Sind Inklusion und Integration in der Schule gescheitert?

Eine kritische Auseinandersetzung.

Kissling, Beat (2022)

Beat Kissling legt mit diesem 280 Seiten umfassenden Buch eine Positionsbestimmung zum Thema Inklusion für Schülerinnen und Schüler mit unterschiedlichsten Beeinträchtigungen vor. Vor dem Hintergrund der im Jahr 2009 in Deutschland und 2014 in der Schweiz in Kraft getretenen UN-Behindertenrechtskonvention zieht Kissling eine Art Zwischenbilanz, thematisiert den Widerstreit der gesellschaftlichen und schulpolitischen Modelle (Integration versus Inklusion) und hinterfragt durchaus kritisch bestehende Modelle mit dem Ziel, „die festgefahrene, polarisierte Debatte um Integration und Inklusion in der Schule neu aufzurollen und zu beleben“ (S.243f.). Dabei fokussiert Kissling unter der Prämisse, „allen Kindern mit ihren spezifischen Bedürfnissen möglichst optimale Lernbedingungen zu bieten“ (S.244), auf zwei aus seiner Sicht hierfür wesentliche Grundbedingungen: Die pädagogischen Fähigkeiten der Lehrkräfte und die Bedeutung der Klassengemeinschaft.
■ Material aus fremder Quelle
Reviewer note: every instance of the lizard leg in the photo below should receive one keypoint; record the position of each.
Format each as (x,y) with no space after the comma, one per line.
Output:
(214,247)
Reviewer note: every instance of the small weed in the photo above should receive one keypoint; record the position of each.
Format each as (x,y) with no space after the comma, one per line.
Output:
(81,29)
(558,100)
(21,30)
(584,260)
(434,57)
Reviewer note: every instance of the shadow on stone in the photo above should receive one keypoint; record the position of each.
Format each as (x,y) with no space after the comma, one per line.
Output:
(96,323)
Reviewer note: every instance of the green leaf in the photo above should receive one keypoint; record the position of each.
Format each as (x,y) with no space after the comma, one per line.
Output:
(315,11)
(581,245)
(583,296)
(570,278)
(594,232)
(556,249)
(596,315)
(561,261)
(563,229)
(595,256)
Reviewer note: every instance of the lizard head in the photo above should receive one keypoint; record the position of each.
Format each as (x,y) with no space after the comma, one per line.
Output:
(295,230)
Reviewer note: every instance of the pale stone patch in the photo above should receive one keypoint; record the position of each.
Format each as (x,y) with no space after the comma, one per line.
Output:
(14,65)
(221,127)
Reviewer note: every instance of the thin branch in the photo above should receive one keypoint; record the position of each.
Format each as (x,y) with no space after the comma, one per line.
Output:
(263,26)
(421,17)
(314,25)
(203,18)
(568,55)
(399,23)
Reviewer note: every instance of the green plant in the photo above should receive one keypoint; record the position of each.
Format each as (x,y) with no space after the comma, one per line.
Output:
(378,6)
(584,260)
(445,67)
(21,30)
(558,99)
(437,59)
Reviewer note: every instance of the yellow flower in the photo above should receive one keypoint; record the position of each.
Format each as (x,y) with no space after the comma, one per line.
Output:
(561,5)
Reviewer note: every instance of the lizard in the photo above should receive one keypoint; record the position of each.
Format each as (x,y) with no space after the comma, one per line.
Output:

Er führt diese Kerngedanken in einem weiten Bogen aus, der sowohl den historischen Bezugsrahmen des gemeinsamen Unterrichts als auch die anthropologischen Voraussetzungen sowie die integrative Praxis für die „Umsetzung einer humanen Bildung“ umfasst.
Aufbau und Inhalt Kissling gliedert sein Buch in insgesamt fünf Abschnitte und formuliert in seiner Einführung die Grundhaltung: „Wenn wir über Integration sprechen, geht es letztendlich um Fragen der Humanität“ (S.15). Grundlegend sei zu fragen, „wie es überhaupt möglich ist, zu einer konsensualen Perspektive und Lösung zu gelangen, die dem humanen Anspruch der Integration wirklich gerecht wird, sodass Anspruch und Realität nicht auseinanderklaffen“ (S.21).
Kissling wählt entsprechend in Kapitel 1 Integration – aus dem Leben gegriffen einen phänomenologischen Zugang zu seinem Thema. Der Autor beschreibt fünf individuelle, authentische Sichtweisen von Betroffenen als Beispiel für gelingende und misslingende Integration in ein schulisches Regelsystem mit dem Ziel, den Leserinnen und Lesern dabei zu „helfen, eine gewisse Sensibilität dafür zu entwickeln, wie facettenreich und nicht selten auch anspruchsvoll die Auseinandersetzung und Realisierung von Bemühungen mit Integration sind“ (S.29).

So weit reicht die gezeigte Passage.